Later he joined the Jivanlal Amarshi Booksellers. He also worked with various magazines including Stribodh as a sub editor as well as Strijivan as an editor for 39 years. He was a member of a committee formed by the Government of Gujarat to promote folk literature.

He died on 29 December 1979. His son Vasantkumar Jodhai was also a writer who published works on science and animals.

==Works==
Jodhani has contributed considerably in the field of folk literature. He was an ornithologist and botanist. He pioneered story writings on flora and fauna of Gujarat.

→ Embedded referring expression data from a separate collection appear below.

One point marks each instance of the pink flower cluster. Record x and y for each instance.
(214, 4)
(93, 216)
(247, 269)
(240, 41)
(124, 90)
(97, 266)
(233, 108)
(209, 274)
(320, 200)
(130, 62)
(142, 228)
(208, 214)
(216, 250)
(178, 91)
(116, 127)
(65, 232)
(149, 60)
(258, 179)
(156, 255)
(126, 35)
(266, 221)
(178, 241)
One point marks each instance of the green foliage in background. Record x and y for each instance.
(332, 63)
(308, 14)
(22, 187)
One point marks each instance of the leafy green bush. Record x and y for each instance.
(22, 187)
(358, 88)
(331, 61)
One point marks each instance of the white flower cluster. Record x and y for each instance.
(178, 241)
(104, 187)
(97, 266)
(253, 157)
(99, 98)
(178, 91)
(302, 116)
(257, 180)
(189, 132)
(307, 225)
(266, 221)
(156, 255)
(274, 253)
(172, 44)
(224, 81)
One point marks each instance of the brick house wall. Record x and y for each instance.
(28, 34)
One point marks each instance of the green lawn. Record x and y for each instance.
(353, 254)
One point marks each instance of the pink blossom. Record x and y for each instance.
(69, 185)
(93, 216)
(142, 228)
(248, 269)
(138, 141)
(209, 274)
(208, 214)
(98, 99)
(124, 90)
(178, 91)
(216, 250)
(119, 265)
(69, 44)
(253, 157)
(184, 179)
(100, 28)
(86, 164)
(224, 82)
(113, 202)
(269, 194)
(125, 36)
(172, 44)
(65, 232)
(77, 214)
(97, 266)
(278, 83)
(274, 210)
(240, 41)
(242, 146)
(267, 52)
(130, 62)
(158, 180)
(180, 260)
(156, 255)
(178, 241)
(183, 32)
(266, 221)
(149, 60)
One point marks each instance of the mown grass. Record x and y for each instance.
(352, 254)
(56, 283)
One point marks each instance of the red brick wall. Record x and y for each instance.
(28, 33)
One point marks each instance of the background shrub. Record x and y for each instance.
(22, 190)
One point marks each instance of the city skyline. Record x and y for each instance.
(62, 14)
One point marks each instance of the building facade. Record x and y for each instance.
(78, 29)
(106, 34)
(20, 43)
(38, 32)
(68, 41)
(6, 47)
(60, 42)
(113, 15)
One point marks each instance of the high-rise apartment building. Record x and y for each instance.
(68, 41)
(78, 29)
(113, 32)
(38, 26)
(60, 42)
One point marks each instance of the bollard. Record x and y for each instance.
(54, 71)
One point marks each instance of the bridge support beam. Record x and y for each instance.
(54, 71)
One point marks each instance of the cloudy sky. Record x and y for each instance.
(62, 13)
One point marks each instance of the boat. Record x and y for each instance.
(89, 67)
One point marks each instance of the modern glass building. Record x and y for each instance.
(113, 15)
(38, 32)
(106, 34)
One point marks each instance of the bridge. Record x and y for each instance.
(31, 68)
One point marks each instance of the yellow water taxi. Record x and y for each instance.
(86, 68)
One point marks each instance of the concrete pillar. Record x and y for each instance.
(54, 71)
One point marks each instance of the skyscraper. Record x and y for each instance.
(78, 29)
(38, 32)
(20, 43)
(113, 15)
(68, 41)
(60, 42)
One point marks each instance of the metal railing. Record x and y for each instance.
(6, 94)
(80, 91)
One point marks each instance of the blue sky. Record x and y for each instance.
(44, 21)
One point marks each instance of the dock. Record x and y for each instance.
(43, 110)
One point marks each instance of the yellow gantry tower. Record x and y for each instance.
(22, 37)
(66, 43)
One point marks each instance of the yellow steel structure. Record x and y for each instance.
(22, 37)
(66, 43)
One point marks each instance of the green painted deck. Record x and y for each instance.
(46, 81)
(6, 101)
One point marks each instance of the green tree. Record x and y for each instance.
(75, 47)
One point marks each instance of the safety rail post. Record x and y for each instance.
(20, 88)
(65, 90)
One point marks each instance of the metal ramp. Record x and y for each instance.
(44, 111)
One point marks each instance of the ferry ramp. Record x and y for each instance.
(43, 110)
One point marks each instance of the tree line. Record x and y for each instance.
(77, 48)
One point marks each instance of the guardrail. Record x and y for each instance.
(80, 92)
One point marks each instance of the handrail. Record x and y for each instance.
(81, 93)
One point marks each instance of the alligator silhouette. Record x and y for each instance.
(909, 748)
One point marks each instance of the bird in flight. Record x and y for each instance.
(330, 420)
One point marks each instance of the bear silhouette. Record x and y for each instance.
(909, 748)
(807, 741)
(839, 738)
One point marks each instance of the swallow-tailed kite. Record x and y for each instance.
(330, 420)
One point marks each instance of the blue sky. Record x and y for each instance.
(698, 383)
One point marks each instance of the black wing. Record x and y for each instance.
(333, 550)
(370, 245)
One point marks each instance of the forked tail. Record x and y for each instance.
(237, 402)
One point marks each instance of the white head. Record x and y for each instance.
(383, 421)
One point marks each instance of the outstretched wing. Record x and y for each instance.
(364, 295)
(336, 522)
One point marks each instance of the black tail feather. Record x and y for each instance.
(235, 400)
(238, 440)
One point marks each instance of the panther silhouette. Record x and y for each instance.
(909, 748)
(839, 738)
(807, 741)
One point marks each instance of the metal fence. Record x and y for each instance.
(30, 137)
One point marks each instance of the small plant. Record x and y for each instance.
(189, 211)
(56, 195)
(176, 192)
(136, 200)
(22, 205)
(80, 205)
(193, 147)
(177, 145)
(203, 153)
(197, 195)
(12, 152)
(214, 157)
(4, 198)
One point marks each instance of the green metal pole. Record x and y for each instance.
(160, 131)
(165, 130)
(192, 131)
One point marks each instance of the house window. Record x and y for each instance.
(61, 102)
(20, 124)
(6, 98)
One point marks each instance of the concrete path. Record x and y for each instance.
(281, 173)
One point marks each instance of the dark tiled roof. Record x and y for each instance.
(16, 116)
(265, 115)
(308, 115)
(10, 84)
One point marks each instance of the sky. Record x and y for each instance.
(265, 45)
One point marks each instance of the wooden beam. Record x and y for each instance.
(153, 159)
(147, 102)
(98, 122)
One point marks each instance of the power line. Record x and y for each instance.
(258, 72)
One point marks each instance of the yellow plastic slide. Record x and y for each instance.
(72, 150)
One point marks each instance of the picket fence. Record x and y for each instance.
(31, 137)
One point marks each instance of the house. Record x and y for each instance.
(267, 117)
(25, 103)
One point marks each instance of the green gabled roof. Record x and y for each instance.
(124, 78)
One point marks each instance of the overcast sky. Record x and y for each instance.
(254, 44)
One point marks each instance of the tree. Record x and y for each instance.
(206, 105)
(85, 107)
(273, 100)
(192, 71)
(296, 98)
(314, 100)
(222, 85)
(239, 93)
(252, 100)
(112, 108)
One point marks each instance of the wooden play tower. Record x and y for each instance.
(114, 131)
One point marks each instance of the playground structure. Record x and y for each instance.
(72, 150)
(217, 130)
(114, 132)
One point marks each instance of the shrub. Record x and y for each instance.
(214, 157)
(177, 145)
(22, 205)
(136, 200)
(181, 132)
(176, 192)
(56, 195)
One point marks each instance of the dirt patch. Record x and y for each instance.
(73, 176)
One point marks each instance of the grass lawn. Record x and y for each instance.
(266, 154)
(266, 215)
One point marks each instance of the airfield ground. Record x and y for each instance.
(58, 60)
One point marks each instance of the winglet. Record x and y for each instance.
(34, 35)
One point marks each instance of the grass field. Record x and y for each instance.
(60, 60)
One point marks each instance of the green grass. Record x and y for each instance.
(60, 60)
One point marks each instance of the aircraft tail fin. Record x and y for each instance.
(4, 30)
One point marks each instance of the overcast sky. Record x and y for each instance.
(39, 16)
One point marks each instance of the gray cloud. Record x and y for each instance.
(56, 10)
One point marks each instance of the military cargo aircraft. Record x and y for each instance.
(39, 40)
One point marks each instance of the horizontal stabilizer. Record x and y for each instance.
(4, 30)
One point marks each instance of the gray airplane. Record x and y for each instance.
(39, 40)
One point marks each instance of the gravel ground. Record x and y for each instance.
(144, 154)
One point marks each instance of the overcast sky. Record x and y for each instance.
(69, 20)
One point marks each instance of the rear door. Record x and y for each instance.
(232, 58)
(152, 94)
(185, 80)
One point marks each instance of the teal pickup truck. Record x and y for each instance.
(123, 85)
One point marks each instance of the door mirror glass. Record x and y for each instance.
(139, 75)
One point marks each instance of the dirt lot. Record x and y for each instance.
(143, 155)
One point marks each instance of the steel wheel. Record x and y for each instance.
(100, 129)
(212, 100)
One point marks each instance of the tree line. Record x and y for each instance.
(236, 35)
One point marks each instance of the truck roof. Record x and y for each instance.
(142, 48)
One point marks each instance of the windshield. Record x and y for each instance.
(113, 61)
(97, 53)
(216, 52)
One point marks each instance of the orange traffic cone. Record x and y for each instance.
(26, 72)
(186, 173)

His works on folk literature include Sorathi Javahir (1930), Sorathi Vibhuto (1964), Randalna Geeto, Gujarati Loksahitya Mala (cowritten with Manjula Majmudar, Bachubhai Raval) and Janpad (1940, 1944, 1955; sketches).

His short stories include Shilvati (1928) and Sundariona Shangar. Nagmati (1932) is his only novel. Khatimithi Balavato and Kumaroni Pravaskatha are works of children's literature.

Padarni Vanaspati I-II (1954–55), Anganana Pankhi I-II (1955–56), Padarna Pankhi (1956) are his works on botany and ornithology.

He translated Sarat Chandra Chattopadhyay's Bindur Chhele as Bindu (1939).

He helped to publish Manuben Gandhi's memoir, Last Glimpses of Bapu.

==Recognition==
There is a road named after him in Paldi, Ahmedabad.